Craig M. Brandenburg,

Here's the inflation adjusted oil price.

I'd reserve "oil prices spiked" for 1980 and 2008. The rest was just noise that could, in theory, be properly hedged (especially if the market felt it was just a short-term issue).

Picture the airline industry. They love to hedge fuel prices for short-term noise. Those same hedges can't work long-term though. If oil prices stay high too long then their hedges get increasingly more expensive (as investors no longer with to sell them "cheap oil" insurance at cheap prices).

Further, the move from $10 oil to $20 oil should have had less impact on food prices than a move from $40 to $80. Both are a doubling, but the latter is a doubling after a doubling after a doubling. Oil therefore becomes a more and more dominant force in the price of food each time it happens.

Put another way, even if oil dropped to $0 (Mr. Fusion?) then we still wouldn't expect food to be free. There are other costs that would become the dominant costs.

Craig M. Brandenburg said...

Mark, your point about expensive doublings having more impact on agriculture commodity prices than cheap doublings makes sense. Not, however, that I put a whole lot of stock into economics making sense.

Stagflationary Mark said...

Not, however, that I put a whole lot of stock into economics making sense.

That's a good thing.

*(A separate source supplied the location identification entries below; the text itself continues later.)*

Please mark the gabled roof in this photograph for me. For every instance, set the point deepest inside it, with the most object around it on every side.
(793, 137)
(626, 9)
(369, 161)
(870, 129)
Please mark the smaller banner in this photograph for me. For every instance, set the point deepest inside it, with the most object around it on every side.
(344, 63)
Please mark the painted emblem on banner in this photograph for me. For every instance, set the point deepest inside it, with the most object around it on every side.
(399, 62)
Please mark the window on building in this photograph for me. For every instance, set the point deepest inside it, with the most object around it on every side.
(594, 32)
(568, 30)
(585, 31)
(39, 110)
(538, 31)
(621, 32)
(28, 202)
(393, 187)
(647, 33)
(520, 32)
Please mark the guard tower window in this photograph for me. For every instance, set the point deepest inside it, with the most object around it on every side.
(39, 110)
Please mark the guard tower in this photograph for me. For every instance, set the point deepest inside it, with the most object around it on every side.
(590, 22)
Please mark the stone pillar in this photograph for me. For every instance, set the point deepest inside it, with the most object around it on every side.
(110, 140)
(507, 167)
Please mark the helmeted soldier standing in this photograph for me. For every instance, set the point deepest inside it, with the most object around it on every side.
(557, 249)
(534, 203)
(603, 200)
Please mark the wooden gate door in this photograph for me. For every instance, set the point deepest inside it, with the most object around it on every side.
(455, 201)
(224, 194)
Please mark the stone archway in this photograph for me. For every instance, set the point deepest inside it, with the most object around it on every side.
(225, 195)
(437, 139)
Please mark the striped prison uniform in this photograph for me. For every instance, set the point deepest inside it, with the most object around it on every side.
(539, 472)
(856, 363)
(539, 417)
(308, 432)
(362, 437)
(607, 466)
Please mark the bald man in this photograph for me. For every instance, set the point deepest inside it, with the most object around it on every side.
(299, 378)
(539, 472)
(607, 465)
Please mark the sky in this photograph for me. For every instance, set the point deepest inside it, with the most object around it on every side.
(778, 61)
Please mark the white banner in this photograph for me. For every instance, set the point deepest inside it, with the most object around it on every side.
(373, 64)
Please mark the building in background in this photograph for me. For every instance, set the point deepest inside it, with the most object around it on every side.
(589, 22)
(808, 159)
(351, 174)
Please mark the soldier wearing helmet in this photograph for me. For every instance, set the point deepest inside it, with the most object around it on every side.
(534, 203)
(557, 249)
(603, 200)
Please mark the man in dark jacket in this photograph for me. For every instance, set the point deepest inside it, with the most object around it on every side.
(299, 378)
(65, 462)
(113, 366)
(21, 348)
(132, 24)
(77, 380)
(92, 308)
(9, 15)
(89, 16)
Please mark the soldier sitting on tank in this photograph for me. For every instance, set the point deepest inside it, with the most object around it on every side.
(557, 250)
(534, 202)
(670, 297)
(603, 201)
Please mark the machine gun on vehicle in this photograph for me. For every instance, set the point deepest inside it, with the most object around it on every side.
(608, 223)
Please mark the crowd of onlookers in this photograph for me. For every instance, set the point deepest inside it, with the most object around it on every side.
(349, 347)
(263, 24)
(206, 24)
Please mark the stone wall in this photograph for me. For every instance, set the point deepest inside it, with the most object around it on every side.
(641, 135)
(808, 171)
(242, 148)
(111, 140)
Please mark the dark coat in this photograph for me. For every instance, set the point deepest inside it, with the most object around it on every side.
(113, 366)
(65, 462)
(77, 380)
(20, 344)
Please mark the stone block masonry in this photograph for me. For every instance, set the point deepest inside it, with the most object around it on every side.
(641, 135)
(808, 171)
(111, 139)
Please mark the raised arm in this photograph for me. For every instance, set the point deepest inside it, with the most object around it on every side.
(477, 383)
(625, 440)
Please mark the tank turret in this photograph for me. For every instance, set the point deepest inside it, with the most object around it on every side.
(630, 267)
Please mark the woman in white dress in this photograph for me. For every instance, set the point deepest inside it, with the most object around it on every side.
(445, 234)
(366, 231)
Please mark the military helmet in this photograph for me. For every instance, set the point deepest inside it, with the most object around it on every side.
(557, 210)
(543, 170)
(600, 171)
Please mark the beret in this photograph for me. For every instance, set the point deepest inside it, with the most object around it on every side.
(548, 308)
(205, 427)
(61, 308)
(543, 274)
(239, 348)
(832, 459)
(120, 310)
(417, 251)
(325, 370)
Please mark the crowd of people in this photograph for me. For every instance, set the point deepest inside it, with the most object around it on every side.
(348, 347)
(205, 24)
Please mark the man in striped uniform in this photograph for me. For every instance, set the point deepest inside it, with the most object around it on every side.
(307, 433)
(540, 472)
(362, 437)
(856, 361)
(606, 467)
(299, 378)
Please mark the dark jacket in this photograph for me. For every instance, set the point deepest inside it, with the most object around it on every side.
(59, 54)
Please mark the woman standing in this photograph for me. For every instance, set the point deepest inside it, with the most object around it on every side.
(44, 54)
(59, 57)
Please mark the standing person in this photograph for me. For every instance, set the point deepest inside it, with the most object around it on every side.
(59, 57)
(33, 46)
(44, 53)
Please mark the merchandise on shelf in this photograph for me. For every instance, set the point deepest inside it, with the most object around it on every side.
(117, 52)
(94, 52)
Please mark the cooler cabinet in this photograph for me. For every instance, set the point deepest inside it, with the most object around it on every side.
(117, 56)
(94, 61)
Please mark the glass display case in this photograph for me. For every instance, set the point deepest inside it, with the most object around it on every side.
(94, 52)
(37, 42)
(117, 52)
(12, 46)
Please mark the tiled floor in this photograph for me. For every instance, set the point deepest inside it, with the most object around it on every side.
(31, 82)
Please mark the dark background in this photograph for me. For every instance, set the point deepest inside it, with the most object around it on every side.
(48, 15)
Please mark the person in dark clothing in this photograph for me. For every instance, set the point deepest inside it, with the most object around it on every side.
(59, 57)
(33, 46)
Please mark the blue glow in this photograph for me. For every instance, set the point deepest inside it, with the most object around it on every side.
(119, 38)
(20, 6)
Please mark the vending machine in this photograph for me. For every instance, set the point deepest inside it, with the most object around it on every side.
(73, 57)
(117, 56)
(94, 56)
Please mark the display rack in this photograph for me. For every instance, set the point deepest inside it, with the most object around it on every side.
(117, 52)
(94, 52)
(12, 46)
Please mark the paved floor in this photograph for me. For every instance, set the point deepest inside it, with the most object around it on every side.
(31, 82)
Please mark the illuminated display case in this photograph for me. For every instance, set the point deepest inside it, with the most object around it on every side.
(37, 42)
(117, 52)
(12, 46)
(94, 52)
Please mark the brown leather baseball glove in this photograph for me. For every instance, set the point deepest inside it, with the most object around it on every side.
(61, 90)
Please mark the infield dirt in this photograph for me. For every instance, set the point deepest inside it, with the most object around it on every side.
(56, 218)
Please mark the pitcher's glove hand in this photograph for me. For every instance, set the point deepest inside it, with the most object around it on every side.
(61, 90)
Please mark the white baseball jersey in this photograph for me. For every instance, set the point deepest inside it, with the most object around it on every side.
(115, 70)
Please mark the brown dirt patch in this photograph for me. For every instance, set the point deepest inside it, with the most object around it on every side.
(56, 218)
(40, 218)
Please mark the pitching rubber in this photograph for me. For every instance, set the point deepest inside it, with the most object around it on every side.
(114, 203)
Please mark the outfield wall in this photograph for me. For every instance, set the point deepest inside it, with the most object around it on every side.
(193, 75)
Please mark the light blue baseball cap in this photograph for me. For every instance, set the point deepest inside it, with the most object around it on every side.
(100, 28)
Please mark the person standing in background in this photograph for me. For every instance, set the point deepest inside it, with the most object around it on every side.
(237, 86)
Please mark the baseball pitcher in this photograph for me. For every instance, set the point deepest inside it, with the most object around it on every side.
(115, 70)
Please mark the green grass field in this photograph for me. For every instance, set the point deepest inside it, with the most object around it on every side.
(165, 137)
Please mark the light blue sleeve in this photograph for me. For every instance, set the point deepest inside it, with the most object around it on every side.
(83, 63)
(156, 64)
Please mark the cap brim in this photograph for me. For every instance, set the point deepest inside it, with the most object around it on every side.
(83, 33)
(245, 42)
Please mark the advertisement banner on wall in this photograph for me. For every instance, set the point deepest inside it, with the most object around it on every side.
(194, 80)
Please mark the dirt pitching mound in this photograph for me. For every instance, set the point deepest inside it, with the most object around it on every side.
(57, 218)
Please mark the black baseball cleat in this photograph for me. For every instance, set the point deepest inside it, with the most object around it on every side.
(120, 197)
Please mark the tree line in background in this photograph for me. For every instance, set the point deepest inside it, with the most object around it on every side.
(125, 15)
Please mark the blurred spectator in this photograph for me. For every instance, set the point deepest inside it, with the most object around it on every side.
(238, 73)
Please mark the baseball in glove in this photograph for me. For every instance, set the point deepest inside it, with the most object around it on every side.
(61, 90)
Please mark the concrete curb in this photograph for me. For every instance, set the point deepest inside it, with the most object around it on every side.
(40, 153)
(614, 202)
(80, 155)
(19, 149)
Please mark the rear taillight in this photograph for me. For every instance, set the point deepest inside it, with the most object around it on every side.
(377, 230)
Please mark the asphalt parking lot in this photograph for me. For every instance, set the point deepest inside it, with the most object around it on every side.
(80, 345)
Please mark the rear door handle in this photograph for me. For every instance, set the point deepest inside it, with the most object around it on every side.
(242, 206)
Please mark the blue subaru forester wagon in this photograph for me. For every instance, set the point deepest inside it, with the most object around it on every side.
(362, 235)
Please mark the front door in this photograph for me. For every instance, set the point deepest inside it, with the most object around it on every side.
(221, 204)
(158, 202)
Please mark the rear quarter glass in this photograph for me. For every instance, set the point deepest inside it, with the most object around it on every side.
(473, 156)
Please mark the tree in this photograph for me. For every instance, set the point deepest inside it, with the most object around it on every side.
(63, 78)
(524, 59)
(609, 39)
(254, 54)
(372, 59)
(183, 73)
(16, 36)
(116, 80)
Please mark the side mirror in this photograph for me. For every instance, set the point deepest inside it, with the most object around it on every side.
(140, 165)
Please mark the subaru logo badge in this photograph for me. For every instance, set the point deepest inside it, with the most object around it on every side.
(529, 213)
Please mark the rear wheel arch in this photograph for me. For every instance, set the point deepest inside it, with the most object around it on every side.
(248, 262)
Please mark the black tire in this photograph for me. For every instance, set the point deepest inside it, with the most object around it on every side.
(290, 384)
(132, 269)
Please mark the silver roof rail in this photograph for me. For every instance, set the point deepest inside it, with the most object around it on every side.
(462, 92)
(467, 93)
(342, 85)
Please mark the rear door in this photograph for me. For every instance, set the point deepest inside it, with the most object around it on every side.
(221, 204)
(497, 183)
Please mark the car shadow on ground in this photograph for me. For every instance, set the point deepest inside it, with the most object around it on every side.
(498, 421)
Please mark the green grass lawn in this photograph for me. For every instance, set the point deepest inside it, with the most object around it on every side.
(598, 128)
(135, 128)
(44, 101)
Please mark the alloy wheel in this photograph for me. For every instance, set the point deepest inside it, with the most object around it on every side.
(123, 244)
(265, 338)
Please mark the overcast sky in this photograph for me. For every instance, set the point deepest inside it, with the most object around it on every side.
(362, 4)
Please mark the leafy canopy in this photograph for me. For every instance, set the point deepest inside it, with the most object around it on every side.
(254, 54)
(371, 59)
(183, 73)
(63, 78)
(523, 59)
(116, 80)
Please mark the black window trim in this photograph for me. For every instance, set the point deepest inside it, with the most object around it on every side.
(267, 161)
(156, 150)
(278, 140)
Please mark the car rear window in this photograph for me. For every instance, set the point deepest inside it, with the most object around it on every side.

We can't all teach economics from ivory towers. ;)

Charles Kiting said...

Hauling $500 of corn on the cob isn't nearly as energy efficient as hauling $500 in iPads.

Hauling $500 of apples isn't nearly as energy efficient as hauling $500 in Apples.

Stagflationary Mark said...

Charles Kiting,

"Stock" up.

(This is most definitely not investment advice.)